Four Whangarei Girls' High School students have been named runners-up in a national problem-solving competition, which saw them figure out some complicated science in just nine hours.
The four bright minds, Grace Elliot, Aria Zhang, Rebeca McKean and Mihi Shepherd, are all Year 13 students and took second place in the NZ's Next Top Engineering Scientist event for senior secondary school students.
The contest took place in August, when the Northland team sat in their school's library for the day to answer the question "What is the fastest humanly possible time for the Olympic 100m freestyle event?"
They concluded that the fastest possible time for the swimming event was 40.7 seconds.
Judges said their "mathematical analysis was very thorough and their report was beautifully written".
The contest is an annual event organised by the University of Auckland's Department of Engineering Science. Each year, participating students are given the question on the morning of the event.

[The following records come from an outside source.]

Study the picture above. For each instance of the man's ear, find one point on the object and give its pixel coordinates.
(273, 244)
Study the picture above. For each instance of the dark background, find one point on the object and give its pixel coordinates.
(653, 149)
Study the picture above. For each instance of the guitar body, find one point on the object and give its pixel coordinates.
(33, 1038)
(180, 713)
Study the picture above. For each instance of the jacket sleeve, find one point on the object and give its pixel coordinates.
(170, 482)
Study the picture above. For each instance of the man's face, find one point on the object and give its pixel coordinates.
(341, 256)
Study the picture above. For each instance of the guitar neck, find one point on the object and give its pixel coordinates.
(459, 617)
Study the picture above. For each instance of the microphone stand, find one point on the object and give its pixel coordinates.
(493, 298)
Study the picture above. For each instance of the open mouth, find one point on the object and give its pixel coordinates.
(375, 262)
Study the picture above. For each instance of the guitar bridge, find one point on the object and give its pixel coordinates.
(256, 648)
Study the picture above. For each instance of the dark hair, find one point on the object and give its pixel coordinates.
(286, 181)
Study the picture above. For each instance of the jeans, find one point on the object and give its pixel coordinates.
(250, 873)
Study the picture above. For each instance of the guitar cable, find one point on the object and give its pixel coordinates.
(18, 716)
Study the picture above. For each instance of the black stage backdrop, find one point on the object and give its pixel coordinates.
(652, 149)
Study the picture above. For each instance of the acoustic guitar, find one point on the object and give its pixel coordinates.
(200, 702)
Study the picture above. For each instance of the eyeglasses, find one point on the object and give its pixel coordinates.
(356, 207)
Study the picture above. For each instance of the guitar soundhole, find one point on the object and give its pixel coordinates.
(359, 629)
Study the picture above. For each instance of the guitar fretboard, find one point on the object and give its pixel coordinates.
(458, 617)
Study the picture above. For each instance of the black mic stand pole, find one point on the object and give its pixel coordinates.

When Grace Elliot spotted the contest being advertised at AUT's engineering day earlier this year, she decided to pull a team together.
"It looked like fun. The hardest part was fitting the research into that nine-hour time period.
"I'm stoked we won. We didn't expect it," said Grace, who will study engineering at Canterbury from next year.
The team scooped up a nice $2000 in prize money.
Rebeca McKean said the event taught her that it's worth having a go at something new.
"I've not studied science this year, but I said I'd give it a go. The prize money will also be great to put towards our savings for college," said Rebeca, who plans to study Arts and Commerce at AUT.
A total of 182 teams from 71 schools throughout the country took part in the contest.